I wonder how differently you’d feel this morning if you knew what was really going on in the hearts and minds of other people. It is entirely too easy to feel smug and superior to others or to feel inferior and jealous of others based upon our perceptions of them. Of course, none of us knows what is really in the heart of anyone else. God doesn’t want you to be a superior version of someone else. He wants you to be a faithful version of you.

In I Corinthians 4:7, Paul asks a couple of rhetorical questions. He says, “For who maketh thee to differ from another? And what hast thou that thou didst not receive? Now if thou didst receive it, why dost thou glory, as if thou hast not received it?” In Paul’s day, believers had divided into factions, each following their favorite preacher. Some said, “Paul is our man.” Others said, “Apollos is the brilliant one,” and others said, “Well, Peter is the man.”
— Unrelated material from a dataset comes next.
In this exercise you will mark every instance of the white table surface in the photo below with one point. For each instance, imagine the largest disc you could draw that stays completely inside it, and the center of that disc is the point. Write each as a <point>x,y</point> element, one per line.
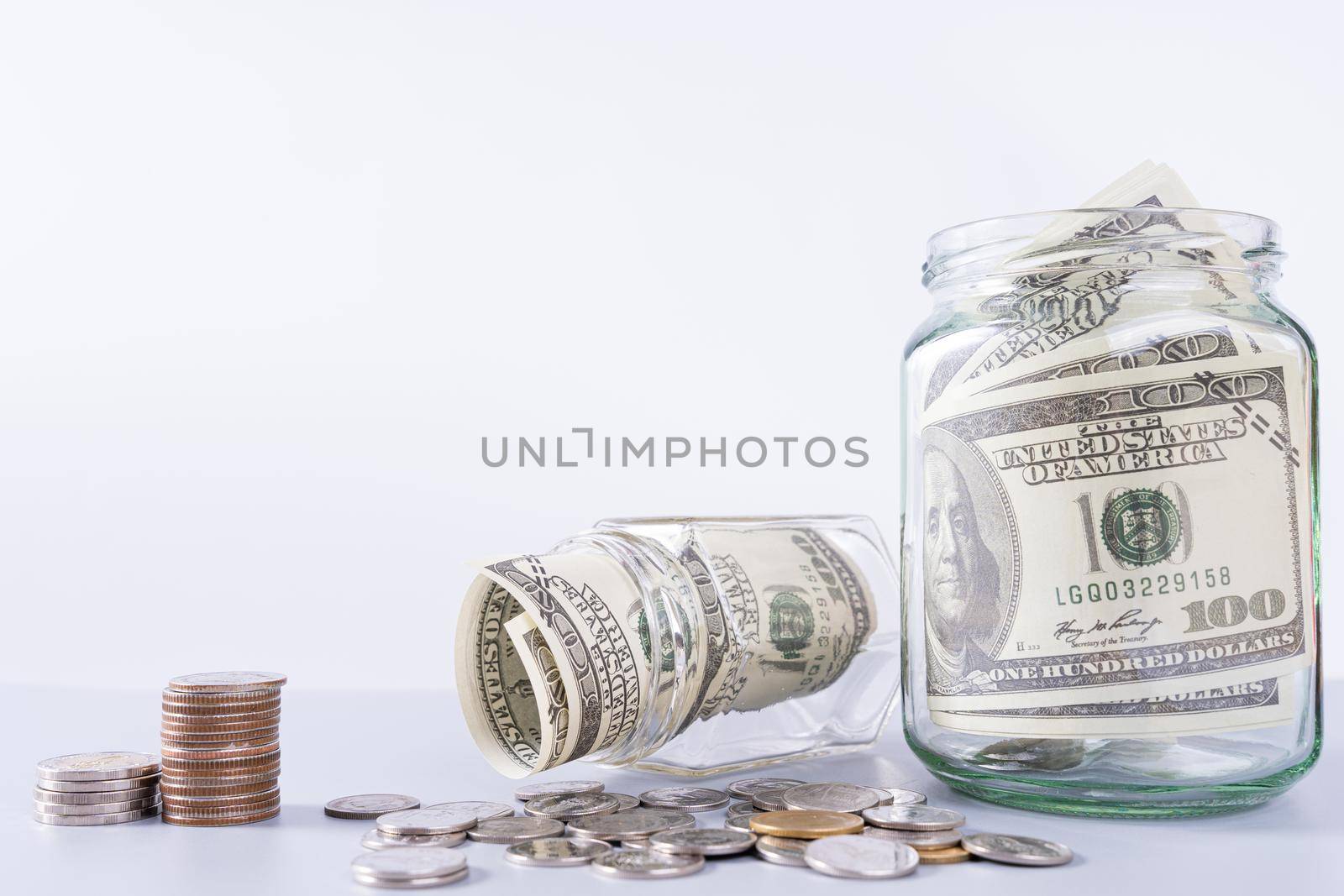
<point>338,743</point>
Paul basically goes on to say, “None of us are divided. We are all serving the same Lord, and I am writing these things to you by way of an illustration so that you would know not to glory in other people or in yourselves, but to serve God.

Through these questions, Paul helps us to see a couple of things. First, God made you. “For who maketh thee?” he asks. That is why we are ministers of Christ and stewards of the mysteries of God.

Second, God made us different from everyone else. That is not bad; that is good. It is not a cause for feeling superior or inferior. It is a cause for being grateful and faithful. What do you have that God didn’t give you? The answer is, “I don’t have anything worth anything that is not a gift from God.”

The bottom line is that we are stewards. We have been entrusted by God with exactly what God wants us to be for where He wants us to be. Finding our fit is not always as simple as we would like it to be, but it begins by being content with who we are, by being faithful with who we are, and by being faithful with where we are and with the gifting that God has entrusted to us.